I don't find answer in applications notes and examples includes in PSoC Creator, can you tell me/explain me how i can configure DMA to increment address by more than one step address. To precise my issue, i need to start stored data in address 0x00 (for example) next data in address 0x03 and next ... but for this moment i use the "TD_INC_DST_ADR" and it is not good in my application.
Thank's in advance.
INC_DST_ADR increments according to the transfer size for each block. So if you transfer 4 bytes per transaction, it will increment by 4. Or do you transfer only single bytes, but need to scatter them into memory?
(I remember to see an AppNote explaining that, but cannot find it right now 😞
In fact my DMA transfert from Status register one byte by one byte to SRAM.
I need to describe my system, i have four status registers, each status register input is connected to 8 bits bus, and each time i detect a bit change (on any of four bytes), i need to transfert simultaneously this four bytes values in SRAM but in an organized manner.
byte 3 => SRAM Address 0x00, byte 2 => Address 0x01, byte 1 => Address 0x02 and byte0 => Address 0x03 and next event byte 3 => SRAM Address 0x04, byte 2 => Address 0x05 and next... so each 4-byte packet corresponds to an event.

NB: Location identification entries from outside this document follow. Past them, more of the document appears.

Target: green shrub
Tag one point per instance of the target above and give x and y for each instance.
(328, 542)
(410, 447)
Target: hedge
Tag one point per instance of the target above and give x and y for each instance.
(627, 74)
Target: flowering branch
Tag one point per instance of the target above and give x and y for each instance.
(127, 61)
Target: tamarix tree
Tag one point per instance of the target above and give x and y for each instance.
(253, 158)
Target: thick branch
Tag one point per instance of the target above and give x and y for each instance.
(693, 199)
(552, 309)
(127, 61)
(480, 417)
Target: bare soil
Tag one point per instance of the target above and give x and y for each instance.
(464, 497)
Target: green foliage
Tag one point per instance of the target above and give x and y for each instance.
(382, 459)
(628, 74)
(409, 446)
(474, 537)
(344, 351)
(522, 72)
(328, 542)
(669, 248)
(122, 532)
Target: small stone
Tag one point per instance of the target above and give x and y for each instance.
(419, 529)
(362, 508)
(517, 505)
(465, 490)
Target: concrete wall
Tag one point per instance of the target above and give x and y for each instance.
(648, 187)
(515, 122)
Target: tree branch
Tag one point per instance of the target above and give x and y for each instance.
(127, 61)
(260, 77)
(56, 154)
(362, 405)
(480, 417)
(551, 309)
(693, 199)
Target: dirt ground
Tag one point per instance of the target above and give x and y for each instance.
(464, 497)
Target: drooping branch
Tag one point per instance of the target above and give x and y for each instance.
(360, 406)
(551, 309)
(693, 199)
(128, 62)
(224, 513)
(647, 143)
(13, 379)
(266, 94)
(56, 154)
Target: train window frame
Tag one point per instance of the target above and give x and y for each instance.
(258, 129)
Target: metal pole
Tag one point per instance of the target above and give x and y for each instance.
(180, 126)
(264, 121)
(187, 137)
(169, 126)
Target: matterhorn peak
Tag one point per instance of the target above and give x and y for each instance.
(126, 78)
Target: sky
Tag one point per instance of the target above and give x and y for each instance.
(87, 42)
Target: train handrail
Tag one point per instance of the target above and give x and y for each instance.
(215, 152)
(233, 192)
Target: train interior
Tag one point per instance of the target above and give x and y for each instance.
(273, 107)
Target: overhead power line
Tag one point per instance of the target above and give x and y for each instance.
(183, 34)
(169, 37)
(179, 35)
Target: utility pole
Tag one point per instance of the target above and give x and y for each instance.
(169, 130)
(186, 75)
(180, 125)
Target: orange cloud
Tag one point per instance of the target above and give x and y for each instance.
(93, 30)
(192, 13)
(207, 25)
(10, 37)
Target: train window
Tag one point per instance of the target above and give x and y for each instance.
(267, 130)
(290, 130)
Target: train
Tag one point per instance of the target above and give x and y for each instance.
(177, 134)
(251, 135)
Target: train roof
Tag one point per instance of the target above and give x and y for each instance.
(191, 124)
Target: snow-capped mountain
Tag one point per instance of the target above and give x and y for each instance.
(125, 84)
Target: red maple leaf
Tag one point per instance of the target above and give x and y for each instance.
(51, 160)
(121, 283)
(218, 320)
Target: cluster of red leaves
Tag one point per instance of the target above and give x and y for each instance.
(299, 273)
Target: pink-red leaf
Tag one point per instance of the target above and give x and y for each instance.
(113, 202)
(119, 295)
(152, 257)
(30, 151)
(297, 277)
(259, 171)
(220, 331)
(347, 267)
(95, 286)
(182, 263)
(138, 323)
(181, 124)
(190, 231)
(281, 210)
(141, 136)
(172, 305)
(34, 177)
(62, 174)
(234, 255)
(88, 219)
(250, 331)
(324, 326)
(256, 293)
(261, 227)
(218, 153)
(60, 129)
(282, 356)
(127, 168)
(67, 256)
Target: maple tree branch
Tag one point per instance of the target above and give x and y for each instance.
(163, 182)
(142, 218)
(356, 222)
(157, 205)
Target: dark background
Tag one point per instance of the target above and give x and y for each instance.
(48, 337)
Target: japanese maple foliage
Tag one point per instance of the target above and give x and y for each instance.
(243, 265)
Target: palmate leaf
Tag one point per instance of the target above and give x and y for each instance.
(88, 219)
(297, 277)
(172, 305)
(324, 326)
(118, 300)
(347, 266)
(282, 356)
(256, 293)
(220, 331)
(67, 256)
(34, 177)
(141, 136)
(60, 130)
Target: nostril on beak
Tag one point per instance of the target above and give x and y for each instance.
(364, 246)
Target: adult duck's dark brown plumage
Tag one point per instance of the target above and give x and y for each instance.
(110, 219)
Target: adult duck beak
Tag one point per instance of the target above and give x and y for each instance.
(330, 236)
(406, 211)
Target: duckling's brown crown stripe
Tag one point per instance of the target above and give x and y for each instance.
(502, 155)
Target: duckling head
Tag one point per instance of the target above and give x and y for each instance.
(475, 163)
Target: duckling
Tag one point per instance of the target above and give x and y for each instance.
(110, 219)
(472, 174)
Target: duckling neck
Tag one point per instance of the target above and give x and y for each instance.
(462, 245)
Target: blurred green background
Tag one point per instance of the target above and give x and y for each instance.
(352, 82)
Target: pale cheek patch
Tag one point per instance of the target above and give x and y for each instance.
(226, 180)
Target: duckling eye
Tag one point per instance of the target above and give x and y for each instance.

My idea is to have finaly only one buffer which contain my events informations in an organized manner to then simply transfert via USB by 64-byte packets. i don't know if it is the best way to do this. Four Status register + four DMA + SRAM and USB transfert.
To return to my first post, i was describing only the system with one status register and one DMA 🙂 , you understand now why i need to jump to 0x00 address to 0x04 address for the same status register and DMA, because i have in same time, three others DMA which should tranfert data in address 0x01, 0x02 and 0x03 🙂 , so you have right hli, i need scatter them into memory :s . and i don't know if i can do this, i think NO unfortunately.
Thank's in advance!!!
Note being a DMA expert, why would not TD chaining take care of this ?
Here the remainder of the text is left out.